Guy Allemand : "On a le sentiment d'une satisfaction qui reste très partielle. Les annonces qui ont été faites par le ministre ont été des annonces pour renforcer plus le côté sécuritaire, aussi pour bien pour sauver des vies que pour empêcher des migrants de traverser.
Ce que les maires déplorent, c'est une situation invivable depuis quelques années, voire plusieurs décennies. Récemment, il y a des accès de violence du fait des empêchements de traverser qui cause des affrontements avec les forces de l'ordre. Notre population à du mal à vivre ces événements, mais à vivre aussi les passages des migrants qui laissent des traces, cela entraîne beaucoup de frais pour les communes.
On a eu des réponses positives.
Guy AllemandMaire de Sangatte (Pas-de-Calais)
On a eu des réponses positives. On avait réclamé un préfet délégué à l'immigration, c'est chose faite. On avait demandé également d'avoir plus de forces de l'ordre et plus de contact, c'est chose faite. Il y a bien la mise en place d'un fonds d'indemnisation pour ceux qui ont été victimes de dégradations au niveau privé, et il y aurait un fonds d'indemnisation pour les communes.
Maintenant, la question principale, c'est : que va-t-il ressortir des discussions avec les Anglais ?"
Sur le plan humanitaire, y a-t-il un manque d'annonces ?
Guy Allemand : "Il y a un vrai manque d'annonces. La clé de la réponse est détenue par la rencontre avec l'Angleterre.
Vis-à-vis des mineurs, qui ont le bénéfice du regroupement familial et pour lesquels on pourrait créer un couloir de légalité, il n'y a pas eu de réponse. (...) Pour nous, il faut qu'on ait les réponses le plus vite possible pour retrouver la sérénité sur notre territoire.
Ça impacte nos populations de voir les migrants en errance totale sur notre territoire. Ils constituent des camps sauvages qui sont démantelés toutes les 48 heures et qui laissent des stigmates que nous devons gérer au niveau des collectivités. Ça impacte les pompiers, 12% de leur activité relève des faits de l'immigration et c'est le SDIS qui paye, lui-même payé par les collectivités.
La réponse du ministre, c'est qu'on va faire payer les Anglais, d'accord, mais sur le plan humanitaire, on aurait pu consacrer des millions d'euros pour avoir des centres décents.
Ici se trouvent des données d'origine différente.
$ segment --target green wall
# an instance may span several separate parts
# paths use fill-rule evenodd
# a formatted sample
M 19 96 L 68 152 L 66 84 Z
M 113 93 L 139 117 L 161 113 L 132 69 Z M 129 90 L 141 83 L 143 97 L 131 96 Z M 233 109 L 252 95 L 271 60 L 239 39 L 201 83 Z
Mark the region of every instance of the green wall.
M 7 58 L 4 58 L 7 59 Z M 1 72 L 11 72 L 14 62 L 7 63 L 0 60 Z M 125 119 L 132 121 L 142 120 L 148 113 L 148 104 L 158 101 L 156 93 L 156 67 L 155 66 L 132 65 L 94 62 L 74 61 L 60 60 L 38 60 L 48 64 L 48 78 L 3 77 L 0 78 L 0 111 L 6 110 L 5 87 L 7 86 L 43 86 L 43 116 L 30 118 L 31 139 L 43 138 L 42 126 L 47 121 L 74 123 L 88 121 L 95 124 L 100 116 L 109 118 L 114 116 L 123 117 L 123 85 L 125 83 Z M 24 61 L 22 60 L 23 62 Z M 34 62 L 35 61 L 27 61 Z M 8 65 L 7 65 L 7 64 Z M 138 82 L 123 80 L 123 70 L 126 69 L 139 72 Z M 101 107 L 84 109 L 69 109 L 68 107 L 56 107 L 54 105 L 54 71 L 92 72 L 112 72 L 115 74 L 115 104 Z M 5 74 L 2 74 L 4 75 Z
Mais sa réponse est violente : on ne veut pas créer d'effet aspirateur, on ne veut pas créer de point de fixation, ce serait une avalanche du phénomène migratoire sur la France.
La vraie solution est d'arrêter l'hypocrisie anglaise."
Cette rencontre avec les Anglais est-elle primordiale ?
Guy Allemand : "Elle est primordiale. Alors, il faut saluer la création de ce collectif [des maires du littoral, NDLR] par Natacha Bouchart, même si ça a été décrié par les maires de Boulogne et de Dunkerque, ça a eu le mérite de faire bouger les lignes et ouvrir le dialogue.
Retailleau n'a pas été avare de ses paroles et a pris son temps pour nous expliquer toutes ses propositions. Derrière, c'est l'instauration d'un comité de suivi qui permettra la vérification et la mise au point de tout ce qui va ressortir de cette rencontre avec son homologue anglais, Mme Cooper, [ministre de l'Intérieur britannique]."